O cheiro de uma flor que surge, um aroma diferente, novas cores que chamam a atenção, sons e ruídos das ruas, a textura das pedrinhas da calçada. Um universo inteiro de possibilidade e análise científica pode acontecer numa calçada enquanto um cuidador passeia com um bebê no sling, no colo ou carrinho.
A urbanista Heloisa Barbeiro pôde viver estas sensações no pós-parto morando na cidade de São Paulo com o filho Francisco, hoje com um ano. “Via que ele aproveitava e conhecia cada detalhe do percurso. No entanto, ao mesmo tempo, percebi que esse trajeto também podia ser bastante cruel: as calçadas não são seguras, às vezes inexistentes, ainda existe bastante assédio (infelizmente), o que faz com que muitos cuidadores optem por deslocamentos motorizados, perdendo todas as maravilhas que existem em nos adaptarmos ao balanço do caminhar e ao ritmo da primeiríssima infância”.
Destes incômodos e questionamentos nasceu a Engatinhada Urbana, plataforma colaborativa que incentiva a mobilidade do ponto de vista da primeiríssima infância. “Isso significa que as cidades devem ser pensadas com o olhar dos bebês, porque, assim, elas abrangerão as necessidades e demandas de todas as pessoas de todas as idades”, defende a urbanista.
Na opinião de Heloisa, toda esta falta de acolhimento faz com que famílias com bebês acabem ficando restritas a “caixas”: a caixa da casa, depois a caixa do carro, depois a caixa do shopping, a caixa da casa de alguém.
“Isso fica muito claro quando olhamos os espaços públicos: cadê os bebês? Algumas ilhas de qualidade, com algumas praças em poucos bairros da cidade, concentram uma quantidade enorme de bebês e crianças, mas na verdade, a cidade inteira deveria ser deles. E não é necessário muito”

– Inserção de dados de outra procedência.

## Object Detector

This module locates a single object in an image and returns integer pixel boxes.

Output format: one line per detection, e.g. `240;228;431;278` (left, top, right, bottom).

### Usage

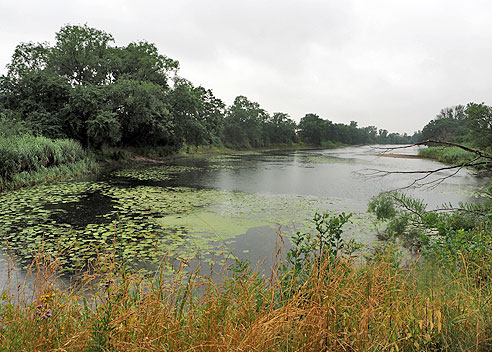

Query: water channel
0;146;487;284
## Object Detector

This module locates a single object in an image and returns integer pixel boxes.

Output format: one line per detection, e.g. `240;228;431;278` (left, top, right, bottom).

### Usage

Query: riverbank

Só a segurança e a infraestrutura adequada são capazes de fazer com que bebês e cuidadores tomem conta do espaço público e possam usar a rua para se desenvolver e se relacionar, descobrindo todas as potencialidades de estar em comunidade.

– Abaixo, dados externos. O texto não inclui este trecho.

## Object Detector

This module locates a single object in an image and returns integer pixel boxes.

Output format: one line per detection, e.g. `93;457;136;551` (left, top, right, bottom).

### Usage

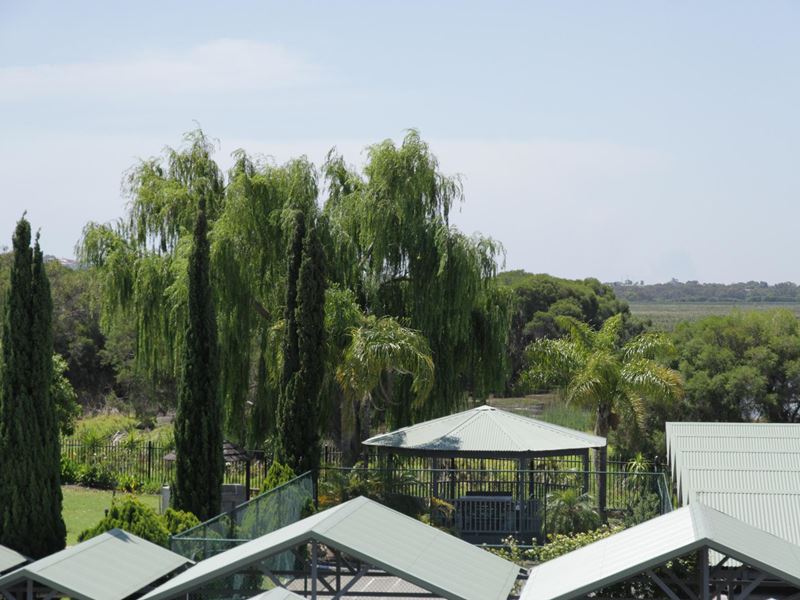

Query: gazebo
363;406;607;542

Os eventos organizados pela plataforma têm o objetivo de trazer os bebês para as calçadas e discutir as necessidades e benefícios dos deslocamentos a pé (chamada carinhosamente de mobilidade doce) com os cuidadores. “Fazemos percursos entre praças ou ao redor de quarteirões em um cortejo musical, colocando os ‘curativos urbanos’ onde vemos que a ‘calçada está dodói’. É, ao mesmo tempo, lúdico, musical e crítico”, demonstra a urbanista.
Outra questão que impede o pensamento de uma cidade acolhedora para bebês é a percepção social de não considerar o bebê como cidadão que deveria ser “consultado”. Heloísa propõe que façamos o exercício de nos colocarmos com os olhos dos bebês. “Isso faz com que o planejamento urbano pare de pensar de forma tecnocrata e segregadora, que formula e promove espaços isolados, os ‘parquinhos’ – o local de bebês e crianças – controlados e higienistas”.
A Engatinhada Urbana propõe justamente o contrário, que a cidade inteira seja dos dos bebês. “Não se trata só de espaços de brincar, mas de trajetos, deslocamentos, descobertas e cidadania. Se entendemos que o olhar e necessidades dos bebês são a forma de planejar a cidade, todas as pessoas serão atendidas por elas”, finaliza.
A ideia da plataforma é que os resultados desses percursos sejam apresentados às subprefeituras e que e se incentive formas de remodelamento e reformas de calçadas.